India’s comparative advantage comes from its chemistry-savvy workforce, vibrant entrepreneurial ecosystem, and a well-trained personnel who comprehend the global regulatory requirements. This also provides an impetus to the highly cost-efficient contract manufacturing setup in India, Mehrotra told Pharmabiz.
 
API industry in India is the second largest globally in terms of volume, and it also contributes approximately 57 per cent to prequalified list of the WHO. Quoting a recent report, Mehrotra said that this segment is valued at Rs. 798 billion in 2020 and is projected to reach Rs. 1,307 billion by 2026, at a CAGR of 8.57%.
 
One of the major factors driving the growth of the Indian API industry is the increasing demand for generic drugs. The Indian generic drugs market stood at US$ 24.53 billion in 2022 and is expected to grow at a steady CAGR of 6.97% during the forecast period. As the patents of many branded drugs expire, generic versions of these drugs are available at much lower prices. Indian API manufacturers will be able to capitalize on this trend by producing high-quality generic drugs at a fraction of the cost of branded drugs, noted Mehrotra.
 
The PLI scheme is expected to supplement further to India’s comparative advantage and reduce the import dependence of key starting materials (KSMs), from China.

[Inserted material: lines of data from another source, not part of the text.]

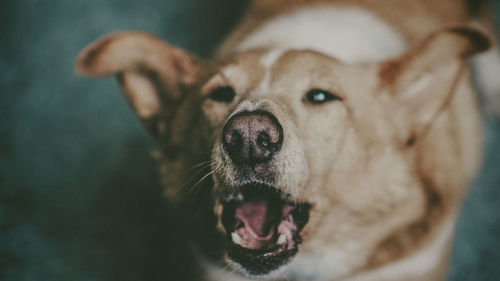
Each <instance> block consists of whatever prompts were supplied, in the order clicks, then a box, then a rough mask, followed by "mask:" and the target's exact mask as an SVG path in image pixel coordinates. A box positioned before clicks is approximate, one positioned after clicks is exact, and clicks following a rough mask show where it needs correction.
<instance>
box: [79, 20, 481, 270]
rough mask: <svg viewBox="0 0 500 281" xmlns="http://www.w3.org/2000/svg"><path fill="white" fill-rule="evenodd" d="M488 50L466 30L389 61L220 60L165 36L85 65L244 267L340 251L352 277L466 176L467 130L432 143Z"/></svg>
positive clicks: (110, 52) (411, 224) (82, 70)
mask: <svg viewBox="0 0 500 281" xmlns="http://www.w3.org/2000/svg"><path fill="white" fill-rule="evenodd" d="M487 46H488V40H487V39H486V38H485V37H484V36H482V35H481V34H479V33H477V32H475V31H472V30H470V29H466V28H456V29H447V30H445V31H442V32H438V33H435V34H433V35H431V36H429V37H428V38H427V39H426V40H424V41H423V42H421V43H420V44H418V45H417V46H415V47H414V48H412V49H411V50H409V51H408V52H407V53H405V54H403V55H401V56H400V57H397V58H394V59H391V60H388V61H384V62H379V63H364V64H345V63H342V62H341V61H338V60H336V59H335V58H332V57H328V56H325V55H323V54H320V53H317V52H314V51H308V50H267V49H261V50H250V51H246V52H243V53H238V54H234V55H228V56H227V57H224V58H222V59H218V60H216V61H210V62H208V61H202V60H200V59H197V58H194V57H193V56H191V55H189V54H187V53H185V52H184V51H182V50H180V49H177V48H174V47H172V46H170V45H168V44H166V43H164V42H162V41H161V40H159V39H157V38H155V37H153V36H151V35H147V34H144V33H118V34H113V35H110V36H108V37H105V38H103V39H101V40H99V41H98V42H97V43H94V44H93V45H91V46H89V47H88V48H87V49H85V50H84V51H83V52H82V53H81V54H80V56H79V58H78V59H77V64H76V67H77V70H78V71H79V72H81V73H83V74H86V75H90V76H94V77H99V76H106V75H112V74H116V75H118V81H119V83H120V84H121V86H122V89H123V91H124V92H125V96H126V98H127V100H128V101H129V102H130V104H131V105H132V107H133V108H134V109H135V111H136V113H137V114H138V115H139V117H140V119H141V121H142V123H143V124H144V125H145V127H146V128H147V129H148V130H150V131H151V132H152V133H153V134H154V135H155V136H157V137H158V138H159V140H160V142H161V144H162V147H163V154H162V159H161V165H162V169H163V171H164V174H165V175H164V182H165V188H166V194H167V195H168V196H169V197H171V199H172V200H173V201H177V202H186V201H190V200H191V201H192V199H193V197H197V198H198V199H197V200H195V201H194V202H196V203H195V204H188V206H189V208H202V207H201V206H208V208H209V209H210V210H213V214H214V218H215V220H213V221H209V223H206V224H207V225H208V227H211V228H213V229H218V230H219V232H220V233H222V234H223V235H224V237H225V238H224V240H225V246H224V255H225V257H226V261H227V262H229V263H230V264H231V265H232V266H233V267H234V268H236V269H238V270H239V271H240V272H242V273H244V274H246V275H249V276H253V277H255V276H261V277H265V276H271V275H272V273H273V272H276V271H277V270H278V269H280V268H283V265H285V264H287V263H288V262H289V261H290V260H291V259H292V258H293V257H294V256H296V255H297V253H298V252H299V248H300V252H304V253H309V254H311V253H313V254H314V255H318V256H321V255H322V254H323V253H326V252H327V251H328V252H329V253H332V252H333V253H338V255H337V256H339V257H341V259H340V258H339V259H338V260H337V261H336V262H338V263H339V264H338V265H337V264H332V267H337V268H338V270H337V271H338V273H337V275H342V274H344V273H346V272H350V271H353V270H355V269H359V268H362V267H364V266H367V264H369V263H370V262H372V263H373V260H376V259H378V258H377V256H383V257H387V256H390V255H391V253H392V252H391V251H390V249H389V250H387V249H385V248H383V247H382V248H381V246H380V245H382V244H383V242H384V241H386V240H387V238H388V237H391V235H394V234H395V233H398V232H401V230H402V229H406V227H414V226H415V224H418V223H420V222H421V221H422V218H424V219H425V218H426V216H429V214H430V211H429V208H431V207H432V206H433V204H443V200H444V199H443V198H442V196H444V195H443V194H441V193H442V192H443V191H442V190H439V189H437V188H436V187H435V186H434V185H433V184H432V183H435V182H438V183H439V184H453V183H455V182H456V181H458V182H461V181H463V180H464V179H463V178H462V177H464V176H463V175H462V173H463V169H464V168H463V167H462V166H461V165H462V163H453V161H449V159H452V160H453V159H455V158H454V157H453V154H454V153H456V149H460V147H455V146H454V145H455V144H454V143H453V141H452V140H450V139H451V138H450V137H449V134H453V132H449V131H448V129H447V128H445V127H442V128H438V129H437V130H435V131H437V132H434V133H433V134H434V138H432V137H431V136H427V134H428V133H429V130H430V126H431V125H434V124H433V123H437V122H438V121H436V120H437V119H438V118H439V114H440V113H442V112H443V111H446V109H447V107H448V105H449V104H450V102H451V99H452V98H453V95H454V92H455V91H456V90H457V89H458V88H459V87H457V85H458V84H459V83H460V82H459V81H460V80H459V78H460V77H462V76H463V74H464V73H466V72H464V69H465V68H464V58H465V57H467V56H469V55H471V54H473V53H476V52H479V51H482V50H484V49H486V48H487ZM445 118H446V117H445ZM442 123H443V124H446V122H442ZM435 126H437V127H439V125H435ZM443 126H445V125H443ZM424 137H425V138H431V139H432V142H431V144H429V141H427V142H425V141H423V140H422V139H424ZM437 138H442V139H441V140H439V141H437V142H436V139H437ZM424 146H425V147H424ZM447 146H451V147H448V148H447ZM424 149H425V150H426V151H427V153H428V154H426V155H423V154H422V153H421V151H422V150H424ZM443 149H444V150H443ZM437 151H439V155H429V153H430V154H433V153H438V152H437ZM436 158H440V159H436ZM441 158H443V159H441ZM440 161H445V162H446V161H448V162H446V163H445V164H444V165H441V164H440V163H441V162H440ZM417 162H418V163H420V164H417ZM198 164H199V165H198ZM193 167H195V168H194V169H193ZM196 167H202V170H203V169H204V171H205V172H206V173H201V172H199V171H198V170H197V169H196ZM453 169H458V171H457V170H455V172H456V173H457V174H459V175H458V176H456V177H454V180H451V181H450V180H448V179H446V176H448V173H449V172H450V170H453ZM435 174H437V176H436V177H434V176H433V175H435ZM442 175H445V176H444V178H443V176H442ZM457 178H458V180H457ZM429 182H431V183H429ZM186 183H188V184H186ZM192 188H194V189H201V188H202V189H204V191H202V192H200V193H197V192H194V193H193V192H192V190H191V189H192ZM193 194H194V195H193ZM200 194H201V195H200ZM446 196H448V195H446ZM200 198H201V199H200ZM446 200H448V199H446ZM191 201H190V202H191ZM441 207H442V206H441ZM385 250H387V251H385ZM375 252H377V254H375ZM378 253H381V254H378Z"/></svg>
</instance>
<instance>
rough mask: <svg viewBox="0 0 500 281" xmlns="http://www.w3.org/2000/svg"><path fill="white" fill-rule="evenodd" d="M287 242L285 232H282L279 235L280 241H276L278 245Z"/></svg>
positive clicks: (285, 242)
mask: <svg viewBox="0 0 500 281" xmlns="http://www.w3.org/2000/svg"><path fill="white" fill-rule="evenodd" d="M285 243H286V235H285V234H281V235H280V236H279V237H278V241H276V244H278V245H283V244H285Z"/></svg>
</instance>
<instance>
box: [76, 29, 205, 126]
mask: <svg viewBox="0 0 500 281" xmlns="http://www.w3.org/2000/svg"><path fill="white" fill-rule="evenodd" d="M75 68H76V71H77V72H78V73H80V74H82V75H86V76H89V77H105V76H110V75H116V76H117V78H118V82H119V84H120V86H121V88H122V90H123V92H124V95H125V97H126V99H127V100H128V102H129V103H130V104H131V106H132V107H133V109H134V110H135V112H136V113H137V115H138V116H139V118H140V120H141V122H142V123H143V125H144V126H145V127H146V128H147V129H148V130H150V131H151V132H152V133H153V134H154V135H159V134H161V131H162V128H163V126H164V124H163V123H162V122H163V121H162V119H163V118H164V115H165V114H168V112H169V107H171V106H174V105H175V104H176V101H177V100H178V99H179V98H180V97H181V95H182V90H183V89H184V88H185V87H186V86H187V85H189V84H192V83H193V82H194V81H195V79H196V76H197V73H198V71H199V63H198V61H197V60H196V59H195V58H194V57H192V56H191V55H189V54H187V53H185V52H184V51H182V50H180V49H178V48H175V47H172V46H170V45H168V44H167V43H165V42H163V41H162V40H161V39H159V38H157V37H155V36H153V35H150V34H148V33H144V32H119V33H114V34H111V35H108V36H105V37H103V38H101V39H99V40H97V41H96V42H94V43H92V44H91V45H89V46H87V47H86V48H85V49H83V50H82V51H81V52H80V54H79V55H78V57H77V59H76V61H75ZM170 112H172V111H170Z"/></svg>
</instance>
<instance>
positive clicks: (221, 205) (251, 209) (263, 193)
mask: <svg viewBox="0 0 500 281" xmlns="http://www.w3.org/2000/svg"><path fill="white" fill-rule="evenodd" d="M283 137H284V135H283V127H282V126H281V124H280V123H279V121H278V119H277V118H276V117H275V116H274V115H273V114H271V113H270V112H268V111H263V110H257V111H242V112H238V113H236V114H234V115H233V116H232V117H231V118H229V120H228V121H227V123H226V124H225V126H224V128H223V131H222V140H221V141H222V145H223V151H222V153H224V154H225V156H227V157H226V159H227V162H226V163H227V165H228V166H229V167H230V169H231V171H232V173H233V180H232V181H229V182H231V183H230V184H226V185H224V183H221V186H218V199H219V200H218V202H219V203H220V205H221V207H222V209H221V210H222V212H221V213H219V216H220V217H219V219H220V222H221V223H222V225H223V227H224V230H225V234H226V253H227V256H228V258H229V259H230V260H231V261H232V262H234V264H237V265H238V266H236V267H237V269H239V270H240V272H242V273H244V274H246V275H248V276H251V277H256V276H259V277H264V276H266V275H268V274H270V273H271V272H273V271H274V270H276V269H278V268H280V267H281V266H283V265H285V264H287V263H288V262H289V261H290V260H291V259H292V258H293V257H294V256H295V255H296V253H297V251H298V246H299V244H300V243H301V237H300V231H301V230H302V228H303V227H304V226H305V224H306V223H307V221H308V219H309V209H310V205H309V204H307V203H301V202H298V201H297V200H296V198H292V195H291V194H288V193H287V192H286V191H285V190H286V188H283V187H280V188H278V187H276V185H275V183H277V182H278V181H279V177H280V176H282V175H281V174H278V173H280V171H279V169H277V165H279V164H280V163H279V161H280V160H279V159H280V158H282V157H283V155H281V156H280V157H277V155H278V154H279V153H282V152H283V151H282V144H283ZM222 182H223V181H222Z"/></svg>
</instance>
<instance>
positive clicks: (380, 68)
mask: <svg viewBox="0 0 500 281" xmlns="http://www.w3.org/2000/svg"><path fill="white" fill-rule="evenodd" d="M489 46H490V41H489V39H488V38H487V37H486V36H485V35H483V34H482V33H480V32H479V31H477V30H474V29H471V28H469V27H457V28H448V29H445V30H442V31H439V32H436V33H434V34H431V35H430V36H429V37H427V38H426V39H424V40H423V41H422V42H420V43H419V44H417V45H416V46H415V47H414V48H412V49H411V50H410V51H408V52H407V53H405V54H403V55H402V56H400V57H397V58H395V59H391V60H389V61H386V62H383V63H382V64H381V65H380V68H379V78H380V81H381V85H382V87H383V88H386V89H387V90H388V91H387V92H388V94H389V96H390V97H389V100H390V101H391V104H392V107H391V110H392V111H393V113H394V118H398V120H399V122H400V123H401V127H400V128H399V130H401V138H402V141H403V142H406V143H407V144H409V145H411V144H412V143H413V142H414V141H415V140H416V139H418V138H419V137H420V136H421V135H422V134H425V132H426V131H427V130H428V129H429V128H430V126H431V125H432V123H433V121H434V120H435V119H436V117H437V116H438V115H439V113H440V112H442V111H443V110H444V109H445V108H446V107H447V106H448V104H449V103H450V102H451V99H452V98H453V96H454V93H455V91H456V90H457V88H458V87H457V86H458V84H459V83H460V81H461V79H463V77H464V75H468V73H467V71H466V69H467V66H466V59H467V58H468V57H469V56H471V55H474V54H476V53H479V52H482V51H485V50H487V49H488V48H489Z"/></svg>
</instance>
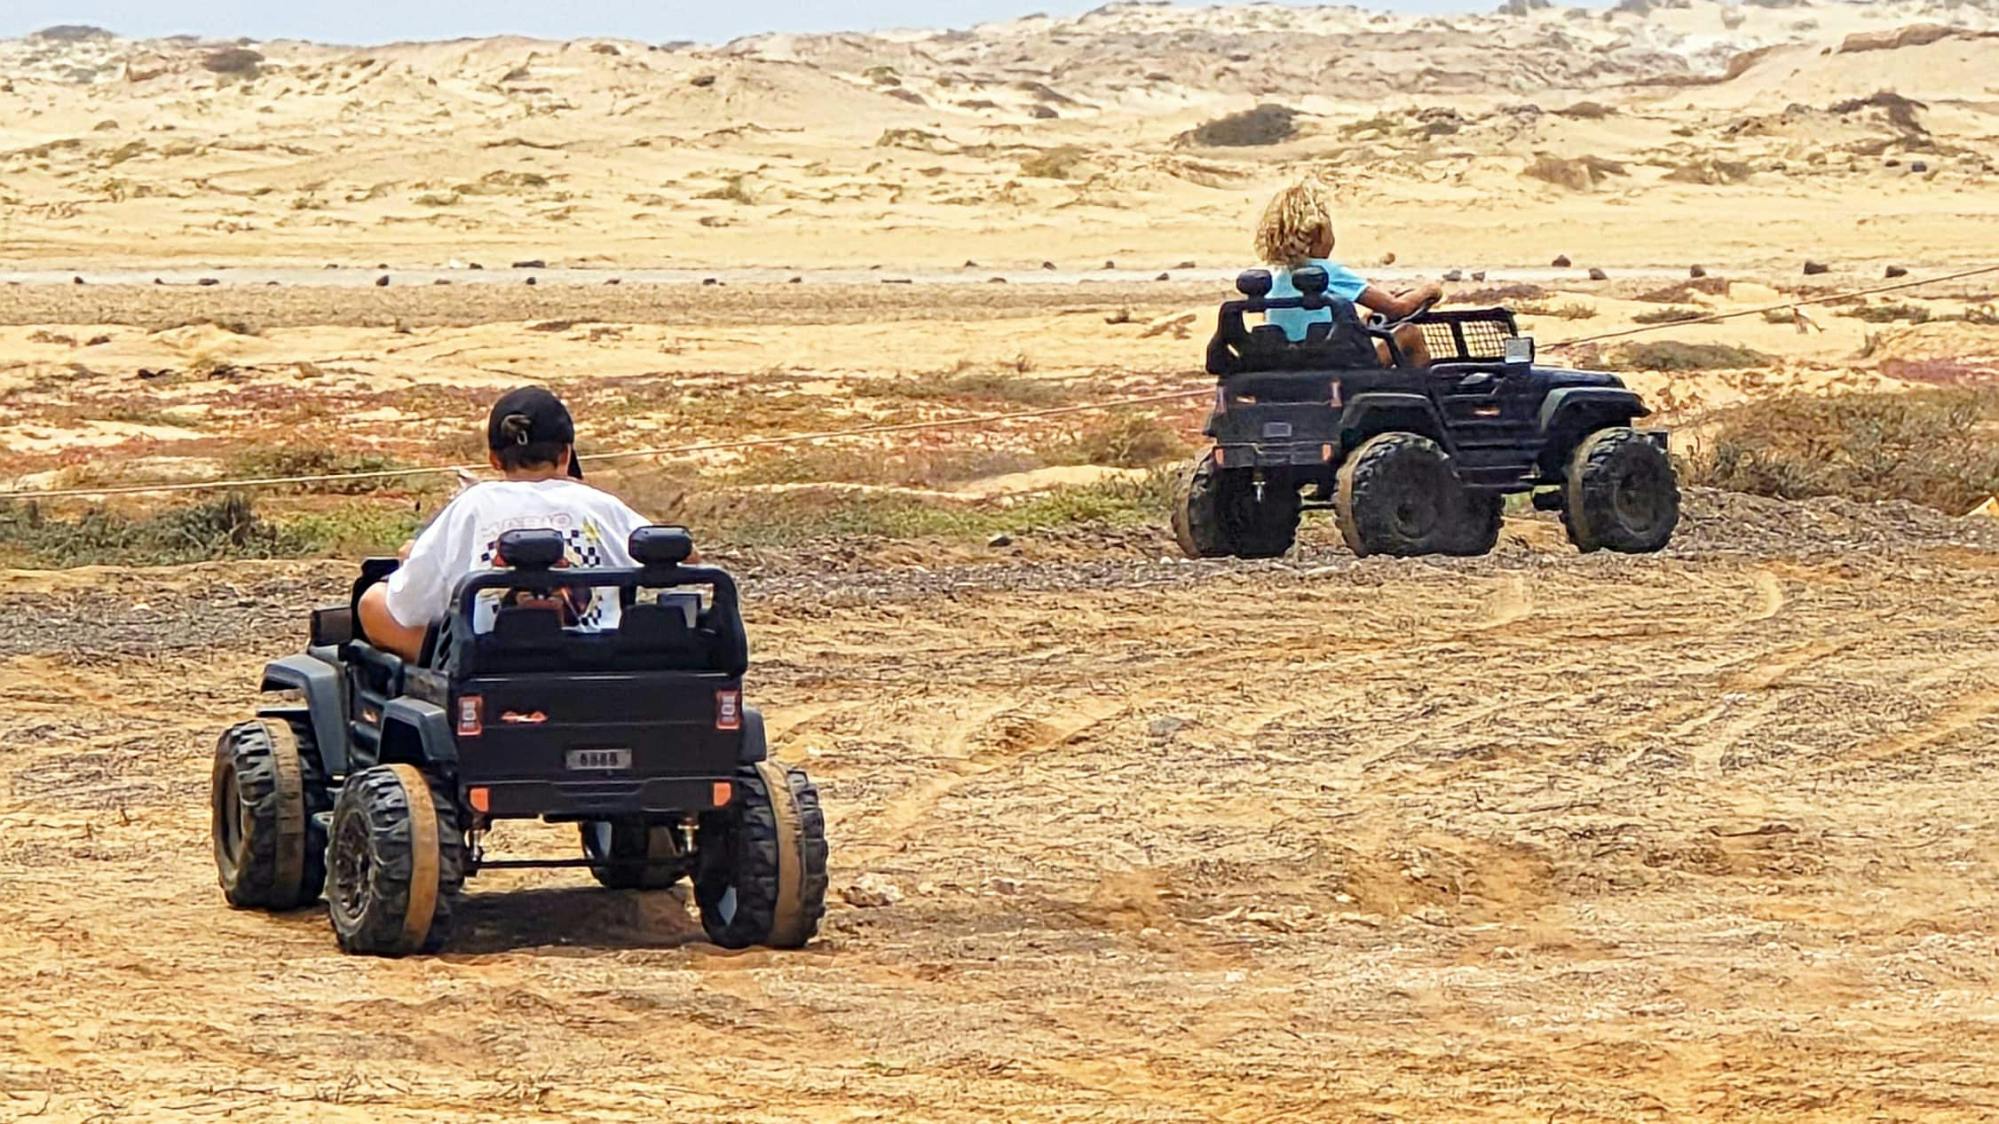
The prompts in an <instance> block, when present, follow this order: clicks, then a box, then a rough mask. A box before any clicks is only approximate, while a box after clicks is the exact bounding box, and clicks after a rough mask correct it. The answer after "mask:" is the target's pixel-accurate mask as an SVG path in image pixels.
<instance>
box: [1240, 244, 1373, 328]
mask: <svg viewBox="0 0 1999 1124" xmlns="http://www.w3.org/2000/svg"><path fill="white" fill-rule="evenodd" d="M1305 266H1319V268H1321V270H1325V276H1327V280H1331V284H1329V286H1325V296H1335V298H1339V300H1345V302H1353V300H1359V298H1361V294H1363V292H1367V278H1363V276H1359V274H1355V272H1353V270H1349V268H1345V266H1341V264H1339V262H1327V260H1323V258H1313V260H1309V262H1305ZM1269 294H1271V296H1303V294H1301V292H1297V286H1295V284H1291V270H1271V286H1269ZM1263 318H1265V320H1269V322H1271V324H1275V326H1279V328H1283V334H1285V336H1289V338H1291V342H1293V344H1297V342H1303V340H1305V328H1309V326H1313V324H1331V322H1333V312H1331V310H1329V308H1319V310H1317V312H1311V310H1305V308H1271V310H1269V312H1265V314H1263Z"/></svg>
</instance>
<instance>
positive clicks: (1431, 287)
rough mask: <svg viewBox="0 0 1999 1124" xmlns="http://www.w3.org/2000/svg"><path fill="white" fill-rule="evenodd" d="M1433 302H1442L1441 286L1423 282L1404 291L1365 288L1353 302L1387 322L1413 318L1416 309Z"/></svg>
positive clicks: (1379, 288)
mask: <svg viewBox="0 0 1999 1124" xmlns="http://www.w3.org/2000/svg"><path fill="white" fill-rule="evenodd" d="M1433 300H1443V286H1439V284H1435V282H1423V284H1419V286H1415V288H1405V290H1393V292H1391V290H1385V288H1381V286H1377V284H1371V286H1367V288H1365V290H1363V292H1361V298H1359V300H1357V302H1355V304H1359V306H1361V308H1365V310H1369V312H1379V314H1381V316H1387V318H1389V320H1403V318H1407V316H1413V314H1415V310H1417V308H1423V304H1429V302H1433Z"/></svg>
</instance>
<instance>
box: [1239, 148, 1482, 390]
mask: <svg viewBox="0 0 1999 1124" xmlns="http://www.w3.org/2000/svg"><path fill="white" fill-rule="evenodd" d="M1333 244H1335V238H1333V204H1331V200H1329V198H1327V194H1325V188H1323V186H1321V184H1319V182H1317V180H1299V182H1297V184H1291V186H1289V188H1283V190H1281V192H1277V196H1275V198H1273V200H1269V206H1265V208H1263V218H1261V220H1259V222H1257V228H1255V252H1257V256H1259V258H1261V260H1263V262H1265V264H1267V266H1273V282H1275V284H1273V286H1271V292H1269V294H1271V296H1299V292H1297V286H1295V284H1291V274H1293V272H1295V270H1303V268H1307V266H1317V268H1321V270H1325V276H1327V280H1329V282H1331V284H1329V286H1327V288H1325V292H1327V296H1335V298H1339V300H1347V302H1353V304H1357V306H1361V308H1367V310H1369V312H1379V314H1383V316H1387V318H1389V320H1401V318H1405V316H1409V314H1413V312H1415V310H1417V308H1421V306H1423V304H1427V302H1433V300H1441V298H1443V288H1441V286H1437V284H1433V282H1425V284H1421V286H1415V288H1405V290H1387V288H1381V286H1377V284H1369V282H1367V278H1363V276H1359V274H1355V272H1353V270H1349V268H1345V266H1341V264H1339V262H1333V260H1331V256H1333ZM1267 318H1269V322H1271V324H1277V326H1279V328H1283V330H1285V334H1287V336H1291V340H1303V338H1305V330H1307V328H1309V326H1311V324H1319V322H1331V318H1333V314H1331V312H1327V310H1317V312H1309V310H1305V308H1273V310H1271V312H1269V314H1267ZM1407 336H1409V338H1407V340H1405V338H1403V336H1397V342H1401V344H1403V352H1405V356H1407V358H1409V362H1413V364H1417V366H1423V364H1427V362H1429V356H1427V352H1425V350H1423V348H1421V346H1419V344H1421V332H1409V334H1407ZM1385 350H1387V348H1383V352H1385ZM1383 362H1385V360H1383Z"/></svg>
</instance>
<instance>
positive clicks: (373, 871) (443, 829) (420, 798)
mask: <svg viewBox="0 0 1999 1124" xmlns="http://www.w3.org/2000/svg"><path fill="white" fill-rule="evenodd" d="M328 834H330V840H332V842H330V846H328V868H330V870H328V880H330V886H328V892H326V912H328V918H330V920H332V924H334V936H336V938H338V940H340V948H342V950H346V952H356V954H362V956H408V954H412V952H434V950H438V948H442V946H444V942H446V940H448V938H450V930H452V902H454V898H456V896H458V890H460V886H462V884H464V858H466V852H464V834H460V830H458V812H456V808H454V804H452V802H450V800H448V798H444V794H442V790H440V788H434V786H432V782H430V778H426V776H424V772H422V770H418V768H416V766H410V764H392V766H376V768H370V770H366V772H358V774H354V776H350V778H348V782H346V784H344V786H342V788H340V800H336V802H334V826H332V832H328Z"/></svg>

This will further boost API manufacturing, enable manufacturers to expand operations and increase their competitiveness in the global market, he said.
 
Therefore the future of Indian API is promising as the demand for generic medicines is expected to increase not just in India but from global quarters too.  With an increasing focus on research and development and supportive government policies, Indian API manufacturers are well-positioned to capitalize on this growth opportunity. However, the industry also needs to address the issue of quality infrastructure to ensure that Indian-made APIs meet international standards, said Mehrotra.